Por: Milena Marcillo Zambrano
Al amanecer, la entrada de la ULEAM se convierte en un escenario caótico, donde se despliega una danza interminable de rostros ansiosos. Como un río impaciente, los estudiantes se congregan en largas filas que serpentean por los pasillos, buscando ingresar a través del acceso biométrico. Esta escena se asemeja a un ballet inesperado, donde cada individuo intenta encontrar su lugar en la coreografía de la tecnología.
A medida que el sol se eleva en el horizonte, las filas toman vida propia. Como un enjambre de mariposas que batallan por su lugar en el aire, los estudiantes se agitan y susurran entre ellos. La tensión se palpa en el ambiente como una sinfonía disonante, mientras cada uno busca su turno para presentar su rostro al ojo inquisitivo del lector biométrico.

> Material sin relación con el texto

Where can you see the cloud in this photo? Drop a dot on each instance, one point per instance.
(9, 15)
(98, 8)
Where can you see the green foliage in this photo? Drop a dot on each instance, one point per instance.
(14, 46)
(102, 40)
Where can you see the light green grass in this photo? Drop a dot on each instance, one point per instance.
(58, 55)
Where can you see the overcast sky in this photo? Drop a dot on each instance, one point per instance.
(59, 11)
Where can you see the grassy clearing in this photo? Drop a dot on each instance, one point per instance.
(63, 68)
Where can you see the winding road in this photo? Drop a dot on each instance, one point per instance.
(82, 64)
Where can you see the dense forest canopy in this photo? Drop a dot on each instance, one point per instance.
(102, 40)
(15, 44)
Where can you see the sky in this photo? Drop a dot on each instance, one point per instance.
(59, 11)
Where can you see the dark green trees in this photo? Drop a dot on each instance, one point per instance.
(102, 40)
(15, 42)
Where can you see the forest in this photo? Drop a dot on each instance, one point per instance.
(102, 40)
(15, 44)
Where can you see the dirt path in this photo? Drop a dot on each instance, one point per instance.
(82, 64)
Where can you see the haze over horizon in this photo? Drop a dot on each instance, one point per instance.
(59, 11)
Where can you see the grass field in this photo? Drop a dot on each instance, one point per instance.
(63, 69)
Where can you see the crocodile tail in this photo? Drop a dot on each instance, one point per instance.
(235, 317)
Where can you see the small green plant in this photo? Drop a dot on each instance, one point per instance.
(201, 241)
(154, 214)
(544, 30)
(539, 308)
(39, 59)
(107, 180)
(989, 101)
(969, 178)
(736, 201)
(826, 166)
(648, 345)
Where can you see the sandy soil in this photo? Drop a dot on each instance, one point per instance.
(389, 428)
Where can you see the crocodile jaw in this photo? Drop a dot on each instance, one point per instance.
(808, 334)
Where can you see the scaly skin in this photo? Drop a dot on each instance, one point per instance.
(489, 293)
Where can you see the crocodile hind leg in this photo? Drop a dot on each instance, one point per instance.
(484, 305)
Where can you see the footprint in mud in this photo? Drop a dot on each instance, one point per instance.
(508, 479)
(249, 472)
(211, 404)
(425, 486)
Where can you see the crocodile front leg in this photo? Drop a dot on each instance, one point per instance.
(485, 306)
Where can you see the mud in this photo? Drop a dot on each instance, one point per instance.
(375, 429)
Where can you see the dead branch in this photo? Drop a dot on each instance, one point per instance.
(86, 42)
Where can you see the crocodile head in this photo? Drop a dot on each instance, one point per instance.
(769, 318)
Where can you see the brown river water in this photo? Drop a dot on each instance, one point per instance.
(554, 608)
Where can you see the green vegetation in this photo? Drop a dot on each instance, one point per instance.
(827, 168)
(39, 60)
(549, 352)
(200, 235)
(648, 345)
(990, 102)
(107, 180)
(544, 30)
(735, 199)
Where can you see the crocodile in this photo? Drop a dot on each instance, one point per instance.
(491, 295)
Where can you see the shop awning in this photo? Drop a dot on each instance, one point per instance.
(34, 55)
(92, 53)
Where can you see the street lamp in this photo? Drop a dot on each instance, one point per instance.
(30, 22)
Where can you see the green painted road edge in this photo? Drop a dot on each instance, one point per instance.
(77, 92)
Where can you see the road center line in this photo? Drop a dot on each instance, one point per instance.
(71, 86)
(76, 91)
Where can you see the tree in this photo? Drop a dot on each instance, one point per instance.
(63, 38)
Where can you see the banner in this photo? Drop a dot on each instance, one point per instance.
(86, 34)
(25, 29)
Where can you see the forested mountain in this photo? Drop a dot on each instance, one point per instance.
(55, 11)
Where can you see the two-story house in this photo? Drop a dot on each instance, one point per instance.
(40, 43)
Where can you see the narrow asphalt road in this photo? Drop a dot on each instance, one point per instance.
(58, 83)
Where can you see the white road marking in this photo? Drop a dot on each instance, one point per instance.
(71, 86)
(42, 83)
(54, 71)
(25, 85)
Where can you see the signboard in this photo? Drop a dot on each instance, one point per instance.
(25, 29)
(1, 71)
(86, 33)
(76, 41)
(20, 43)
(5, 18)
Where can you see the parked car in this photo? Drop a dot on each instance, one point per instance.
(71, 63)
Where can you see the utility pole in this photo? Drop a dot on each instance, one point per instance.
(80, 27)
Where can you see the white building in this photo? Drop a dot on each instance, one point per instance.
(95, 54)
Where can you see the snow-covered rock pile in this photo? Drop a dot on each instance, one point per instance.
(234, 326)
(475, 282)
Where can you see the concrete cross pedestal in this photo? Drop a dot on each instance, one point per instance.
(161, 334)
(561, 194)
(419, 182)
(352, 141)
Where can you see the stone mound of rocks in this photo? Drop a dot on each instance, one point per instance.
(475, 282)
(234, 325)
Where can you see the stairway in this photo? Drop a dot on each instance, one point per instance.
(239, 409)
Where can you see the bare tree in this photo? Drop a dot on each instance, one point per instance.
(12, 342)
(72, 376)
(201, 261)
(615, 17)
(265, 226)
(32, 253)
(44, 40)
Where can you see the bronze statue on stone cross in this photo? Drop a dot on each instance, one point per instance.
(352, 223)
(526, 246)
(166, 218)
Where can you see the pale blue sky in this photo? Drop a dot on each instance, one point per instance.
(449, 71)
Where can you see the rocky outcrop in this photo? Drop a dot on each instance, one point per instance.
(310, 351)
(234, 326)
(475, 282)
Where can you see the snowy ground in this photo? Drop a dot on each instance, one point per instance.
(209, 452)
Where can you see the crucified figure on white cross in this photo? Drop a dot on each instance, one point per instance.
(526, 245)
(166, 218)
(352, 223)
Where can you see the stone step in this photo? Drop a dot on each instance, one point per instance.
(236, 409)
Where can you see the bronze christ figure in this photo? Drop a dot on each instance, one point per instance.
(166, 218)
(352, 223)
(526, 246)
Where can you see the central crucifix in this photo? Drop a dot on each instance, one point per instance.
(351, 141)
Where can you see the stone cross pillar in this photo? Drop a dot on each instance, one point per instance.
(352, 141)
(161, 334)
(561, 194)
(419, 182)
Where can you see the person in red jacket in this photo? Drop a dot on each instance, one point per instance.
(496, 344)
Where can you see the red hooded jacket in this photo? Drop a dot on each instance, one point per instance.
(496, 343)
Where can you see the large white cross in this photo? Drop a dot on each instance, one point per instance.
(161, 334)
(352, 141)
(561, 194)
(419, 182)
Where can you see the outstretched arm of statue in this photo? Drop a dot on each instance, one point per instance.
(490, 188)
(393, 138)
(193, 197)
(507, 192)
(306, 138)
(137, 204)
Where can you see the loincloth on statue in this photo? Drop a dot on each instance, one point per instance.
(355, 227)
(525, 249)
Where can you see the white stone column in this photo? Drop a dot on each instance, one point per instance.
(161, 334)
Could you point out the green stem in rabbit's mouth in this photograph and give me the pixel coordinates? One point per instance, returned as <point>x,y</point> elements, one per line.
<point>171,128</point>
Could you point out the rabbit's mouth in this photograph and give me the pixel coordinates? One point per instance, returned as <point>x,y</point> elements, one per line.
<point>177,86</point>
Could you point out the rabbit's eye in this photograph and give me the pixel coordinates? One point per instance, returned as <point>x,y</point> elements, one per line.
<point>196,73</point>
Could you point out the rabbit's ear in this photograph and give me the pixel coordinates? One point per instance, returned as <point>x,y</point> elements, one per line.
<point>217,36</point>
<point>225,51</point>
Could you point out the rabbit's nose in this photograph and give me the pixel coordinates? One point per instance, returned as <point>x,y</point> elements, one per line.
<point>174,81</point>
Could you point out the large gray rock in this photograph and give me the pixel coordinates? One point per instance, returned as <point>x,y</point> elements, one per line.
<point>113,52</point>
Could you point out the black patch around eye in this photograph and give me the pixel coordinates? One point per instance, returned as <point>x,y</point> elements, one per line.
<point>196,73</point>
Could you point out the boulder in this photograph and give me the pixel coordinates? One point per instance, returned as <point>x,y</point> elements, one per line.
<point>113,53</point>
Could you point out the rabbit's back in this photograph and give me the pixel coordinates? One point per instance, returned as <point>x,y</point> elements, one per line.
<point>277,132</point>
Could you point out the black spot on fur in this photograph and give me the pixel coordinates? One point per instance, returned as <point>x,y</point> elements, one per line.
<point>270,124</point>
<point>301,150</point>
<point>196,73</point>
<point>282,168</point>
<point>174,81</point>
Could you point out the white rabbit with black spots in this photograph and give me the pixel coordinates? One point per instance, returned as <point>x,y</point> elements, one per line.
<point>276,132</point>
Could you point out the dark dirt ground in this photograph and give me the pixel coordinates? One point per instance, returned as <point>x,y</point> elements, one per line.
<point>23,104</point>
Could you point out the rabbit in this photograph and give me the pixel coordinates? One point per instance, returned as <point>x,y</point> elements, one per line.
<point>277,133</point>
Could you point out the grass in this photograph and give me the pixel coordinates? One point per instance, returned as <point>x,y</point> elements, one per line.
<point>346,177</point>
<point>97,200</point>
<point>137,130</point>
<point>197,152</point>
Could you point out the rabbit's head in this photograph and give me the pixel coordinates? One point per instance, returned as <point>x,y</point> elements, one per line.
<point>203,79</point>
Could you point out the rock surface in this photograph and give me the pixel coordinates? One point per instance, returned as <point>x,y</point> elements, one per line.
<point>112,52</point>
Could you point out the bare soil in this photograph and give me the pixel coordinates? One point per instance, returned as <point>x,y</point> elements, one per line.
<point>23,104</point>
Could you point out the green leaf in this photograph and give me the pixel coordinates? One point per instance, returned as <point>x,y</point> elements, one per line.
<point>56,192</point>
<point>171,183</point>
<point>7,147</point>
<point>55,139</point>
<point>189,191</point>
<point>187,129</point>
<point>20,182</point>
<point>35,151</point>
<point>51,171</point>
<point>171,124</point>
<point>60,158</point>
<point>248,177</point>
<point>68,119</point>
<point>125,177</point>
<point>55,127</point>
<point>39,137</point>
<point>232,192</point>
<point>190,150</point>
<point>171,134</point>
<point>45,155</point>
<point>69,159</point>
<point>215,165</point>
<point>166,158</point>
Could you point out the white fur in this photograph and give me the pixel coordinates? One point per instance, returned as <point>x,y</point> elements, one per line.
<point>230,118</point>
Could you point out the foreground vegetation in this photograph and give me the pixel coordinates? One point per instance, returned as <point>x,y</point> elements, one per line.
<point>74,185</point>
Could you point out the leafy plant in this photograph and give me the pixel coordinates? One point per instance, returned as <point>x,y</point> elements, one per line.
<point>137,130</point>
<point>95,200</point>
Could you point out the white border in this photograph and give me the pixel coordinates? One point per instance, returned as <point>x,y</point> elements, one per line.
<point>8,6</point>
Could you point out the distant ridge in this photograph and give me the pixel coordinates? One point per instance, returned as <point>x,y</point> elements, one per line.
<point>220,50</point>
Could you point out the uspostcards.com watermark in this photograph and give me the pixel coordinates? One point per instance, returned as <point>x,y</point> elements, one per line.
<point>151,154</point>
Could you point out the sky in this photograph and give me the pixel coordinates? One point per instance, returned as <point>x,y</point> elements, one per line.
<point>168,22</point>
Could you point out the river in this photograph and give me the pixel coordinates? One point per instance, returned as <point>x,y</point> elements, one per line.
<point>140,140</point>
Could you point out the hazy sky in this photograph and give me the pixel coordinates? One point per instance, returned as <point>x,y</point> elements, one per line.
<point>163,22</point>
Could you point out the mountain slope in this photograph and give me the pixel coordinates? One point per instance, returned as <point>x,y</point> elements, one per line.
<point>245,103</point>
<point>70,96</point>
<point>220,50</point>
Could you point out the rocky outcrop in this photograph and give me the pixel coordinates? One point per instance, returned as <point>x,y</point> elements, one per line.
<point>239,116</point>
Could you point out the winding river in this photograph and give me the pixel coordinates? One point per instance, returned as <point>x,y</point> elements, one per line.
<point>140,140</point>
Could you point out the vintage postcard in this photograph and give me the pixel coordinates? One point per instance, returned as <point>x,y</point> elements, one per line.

Los minutos se alargan y las esperanzas fluctúan como un péndulo colgante, mientras la paciencia de los estudiantes se desvanece en un vórtice de incertidumbre.
“Es impresionante ver cómo el acceso biométrico se ha convertido en una especie de ritual diario. Los estudiantes deben superar este desafío, y aunque puede ser frustrante, les enseña la perseverancia y la capacidad de adaptarse a las demandas de un mundo cada vez más tecnológico”, puntualiza Mauricio Pico, profesor de Ingeniería Agropecuaria.
Por otro lado, Lady Santillán estudiante de Agropecuaria, confiesa que se siente indignada ya que hacer largas filas hacen que ella y sus compañeros no lleguen a tiempo a sus clases. “Antes de que pusieran esos reconocimientos de rostro yo llegaba a tiempo a clases, ahora tengo que esperar un siglo para recién ingresar a la universidad, y ya a mis clases llego atrasada”.